Lately, I’ve been raving about DeepSeek—the value for money is just incredible.
Of course, for most people, the mobile or web version of DeepSeek is sufficient. But if you want to do some programming or other advanced tasks, you’ll need to connect it to your coding tools or terminal.
Here, I recommend starting with the Claude desktop app.
Different AIs use different tools, and the final results vary—that’s what harness engineering is all about.
By the way, let me explain the word “harness”. Its original meaning is the gear you put on a horse so it can pull a cart and work—otherwise it just runs wild. The same goes for AI models: the model alone is useless; you need to equip it with a whole set of add-ons like tool calling, context management, and prompts to make it truly useful. That set of add-ons is called a harness. The same model, with different harnesses, can produce vastly different results.
And Claude is a standout in this area. The desktop app also significantly lowers the barrier to entry—it’s a WYSIWYG experience.

Apply for an API Key
First, we need to apply for a DeepSeek API key.
Step 1: Open the DeepSeek website (https://www.deepseek.com) and click “API Open Platform”.

Step 2: Register an account, then click “Recharge” on the left side. Top up with at least 10 yuan. I won’t go into the registration details.

Step 3: Click “API keys” on the left, then click “Create API key”.

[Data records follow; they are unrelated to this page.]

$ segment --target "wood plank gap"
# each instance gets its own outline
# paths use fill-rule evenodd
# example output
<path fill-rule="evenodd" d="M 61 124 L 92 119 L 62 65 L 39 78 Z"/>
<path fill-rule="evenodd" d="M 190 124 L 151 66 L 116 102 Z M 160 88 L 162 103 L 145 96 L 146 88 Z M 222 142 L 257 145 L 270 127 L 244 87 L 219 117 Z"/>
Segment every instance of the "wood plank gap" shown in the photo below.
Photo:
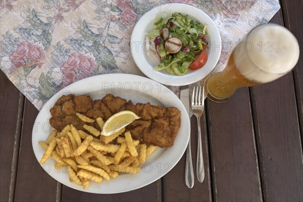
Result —
<path fill-rule="evenodd" d="M 62 184 L 57 182 L 57 192 L 56 196 L 56 202 L 61 202 L 62 198 Z"/>
<path fill-rule="evenodd" d="M 158 187 L 158 202 L 162 202 L 163 201 L 163 186 L 162 186 L 162 178 L 157 180 Z"/>
<path fill-rule="evenodd" d="M 256 147 L 256 153 L 257 155 L 257 166 L 259 170 L 259 177 L 258 179 L 259 180 L 259 183 L 260 185 L 260 191 L 262 193 L 261 200 L 268 201 L 268 191 L 267 191 L 267 187 L 266 183 L 266 178 L 265 177 L 265 173 L 264 169 L 264 165 L 263 163 L 264 161 L 263 158 L 263 155 L 262 155 L 263 150 L 262 147 L 261 145 L 261 141 L 260 137 L 260 128 L 258 123 L 259 123 L 258 119 L 258 114 L 257 113 L 256 103 L 255 102 L 255 95 L 254 94 L 254 89 L 252 87 L 249 87 L 249 97 L 250 98 L 250 109 L 251 110 L 251 115 L 252 116 L 252 124 L 254 133 L 255 134 L 254 137 L 254 144 Z M 260 165 L 262 164 L 262 165 Z M 264 185 L 263 184 L 264 184 Z"/>
<path fill-rule="evenodd" d="M 282 12 L 283 25 L 291 31 L 291 27 L 290 26 L 290 23 L 289 22 L 289 18 L 288 17 L 288 10 L 287 10 L 286 2 L 281 0 L 279 0 L 279 2 L 280 5 L 281 5 L 281 11 Z M 303 95 L 303 92 L 300 91 L 299 87 L 300 83 L 299 82 L 299 78 L 297 76 L 297 75 L 299 75 L 299 72 L 298 71 L 299 67 L 297 66 L 297 65 L 298 64 L 296 65 L 297 67 L 295 67 L 293 71 L 292 71 L 292 77 L 293 78 L 294 91 L 295 92 L 295 99 L 299 121 L 298 125 L 301 138 L 301 145 L 302 146 L 302 149 L 303 149 L 303 105 L 302 105 L 303 98 L 301 97 L 301 95 Z"/>
<path fill-rule="evenodd" d="M 205 102 L 206 110 L 204 111 L 205 113 L 205 117 L 206 118 L 206 135 L 207 135 L 207 139 L 208 143 L 208 150 L 209 150 L 209 168 L 210 168 L 210 187 L 211 187 L 211 194 L 210 196 L 210 201 L 212 201 L 213 199 L 214 201 L 217 201 L 215 196 L 217 195 L 217 188 L 216 187 L 216 179 L 215 178 L 215 168 L 213 167 L 213 161 L 214 161 L 214 155 L 213 154 L 213 147 L 212 144 L 212 138 L 211 135 L 211 117 L 210 113 L 209 113 L 209 108 L 208 105 L 209 100 L 207 99 Z M 214 168 L 214 170 L 212 169 Z"/>
<path fill-rule="evenodd" d="M 15 132 L 14 142 L 14 151 L 11 166 L 11 181 L 10 182 L 10 191 L 9 193 L 9 201 L 13 201 L 15 197 L 15 188 L 16 187 L 16 179 L 18 171 L 18 161 L 19 160 L 19 147 L 21 131 L 23 127 L 23 118 L 24 114 L 24 96 L 19 92 L 18 101 L 18 115 L 16 120 L 16 131 Z"/>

Step 4: Enter a name. A new page will appear with your API key. Copy and save all the content immediately—once you close this window, you’ll never be able to retrieve it. So make sure to click copy and store it securely. Also, don’t leak it; if someone else gets your API key, they can use your quota for free!
For the demo, use your own API key in this position. It should look like sk-REPLACE_WITH_YOUR_API_KEY. That’s it for this step.

Configuration
Step 1: Download the Claude desktop app from https://claude.ai/downloads. You might need a VPN for this. If you don’t have one, check if there’s a domestic mirror where you can download it.

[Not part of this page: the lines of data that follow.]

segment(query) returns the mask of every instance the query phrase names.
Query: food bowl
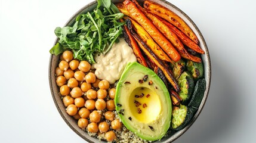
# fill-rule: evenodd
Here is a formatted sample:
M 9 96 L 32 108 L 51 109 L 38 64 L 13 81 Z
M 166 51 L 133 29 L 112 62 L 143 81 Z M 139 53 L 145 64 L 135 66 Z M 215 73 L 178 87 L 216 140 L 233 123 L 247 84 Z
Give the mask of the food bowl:
M 122 2 L 122 1 L 112 1 L 114 3 Z M 138 1 L 138 2 L 143 2 L 144 1 Z M 189 128 L 192 125 L 194 122 L 196 120 L 200 113 L 201 112 L 204 104 L 206 102 L 209 90 L 210 83 L 211 83 L 211 61 L 209 54 L 209 51 L 206 46 L 205 41 L 199 29 L 193 22 L 193 21 L 187 16 L 184 13 L 183 13 L 178 8 L 176 7 L 172 4 L 163 0 L 156 0 L 154 2 L 162 5 L 174 12 L 176 14 L 180 16 L 183 20 L 187 24 L 187 25 L 191 28 L 193 32 L 198 36 L 199 41 L 199 46 L 205 51 L 205 54 L 202 55 L 202 59 L 204 65 L 204 76 L 206 80 L 206 89 L 204 93 L 203 100 L 199 107 L 198 110 L 195 113 L 191 122 L 183 129 L 174 133 L 174 134 L 168 136 L 165 136 L 161 140 L 161 141 L 155 141 L 155 142 L 171 142 L 179 138 L 185 132 L 186 132 Z M 78 10 L 66 23 L 64 26 L 71 26 L 74 23 L 76 16 L 82 13 L 85 13 L 88 11 L 92 11 L 94 8 L 97 7 L 97 1 L 91 2 L 85 7 L 82 7 L 81 10 Z M 54 45 L 55 45 L 58 42 L 58 39 L 56 39 Z M 77 121 L 74 119 L 72 116 L 69 116 L 66 112 L 66 107 L 64 107 L 61 99 L 59 95 L 59 88 L 56 84 L 55 76 L 55 69 L 58 66 L 58 61 L 60 59 L 60 55 L 56 56 L 55 55 L 51 55 L 49 63 L 49 82 L 51 89 L 51 94 L 53 96 L 53 100 L 56 105 L 56 107 L 61 116 L 63 120 L 66 122 L 67 125 L 79 136 L 82 138 L 84 139 L 89 142 L 98 142 L 99 140 L 97 138 L 91 137 L 88 134 L 79 128 L 77 124 Z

Step 2: Install the downloaded file. Double-click it, and in the new window that appears, drag the Claude icon into the Applications folder on the right.

Step 3: Open the app. First, select “Help” from the top menu, then choose “Enable Developer Mode”. In the new dialog that appears, click “Enable”. The app will restart.

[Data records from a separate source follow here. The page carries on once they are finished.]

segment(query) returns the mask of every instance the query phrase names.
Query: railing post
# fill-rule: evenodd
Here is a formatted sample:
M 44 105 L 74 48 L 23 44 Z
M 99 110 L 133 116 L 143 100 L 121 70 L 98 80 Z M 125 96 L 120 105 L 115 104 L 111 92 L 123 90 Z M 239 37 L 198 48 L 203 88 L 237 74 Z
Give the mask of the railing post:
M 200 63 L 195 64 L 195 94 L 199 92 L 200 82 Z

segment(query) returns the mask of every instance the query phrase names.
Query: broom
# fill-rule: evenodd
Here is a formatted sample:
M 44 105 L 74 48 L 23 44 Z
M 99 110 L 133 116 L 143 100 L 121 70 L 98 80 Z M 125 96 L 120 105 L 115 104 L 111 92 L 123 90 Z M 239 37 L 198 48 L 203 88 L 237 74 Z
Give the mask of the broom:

Step 4: After restarting, you’ll see a new “Developer” tab. Click on it and select “Configure Third-Party Inference”.

Step 5: In the new page, fill in the URL: https://api.deepseek.com/anthropic. For the API key, use the one you saved earlier.

Step 6: Fill in the model. Note: The Claude desktop app now detects the model name prefix to identify the model. If you enter the original name directly, it will be blocked.
The solution is simple: give it a “hat”. Just add the prefix claude- to the model name.
Scroll down on the same page until you see “Model list”. Click “Add” below it and add two models:
- claude-deepseek-v4-flash
- claude-deepseek-v4-pro
(You might have originally filled in deepseek-v4-flash and deepseek-v4-pro. Now just add claude- at the beginning. The app identifies models by their name prefix, so adding a prefix makes it unrecognizable.)
After filling everything in, click “Apply Locally” at the bottom. In the new page, select “Relaunch now”. The app will restart.



Step 7: After restarting, you can start using it on the new interface. For detailed usage of Claude Code, see Chapter 13 of this guide.

Finally, if you follow these steps step by step, you shouldn’t run into any issues. If you still encounter problems, feel free to ask in the Q&A group.
Also, if you want to log out of this third-party login, click “Cowork 3P” in the bottom-left corner and then “Disconnect”. When you log in again, it will ask you for the login method—just select “Subscription” again.
Oh, and by the way, DeepSeek doesn’t support vision yet, so if you give it an image in Claude, it won’t see it. But there are rumors that DeepSeek’s vision model is coming soon—looking forward to it!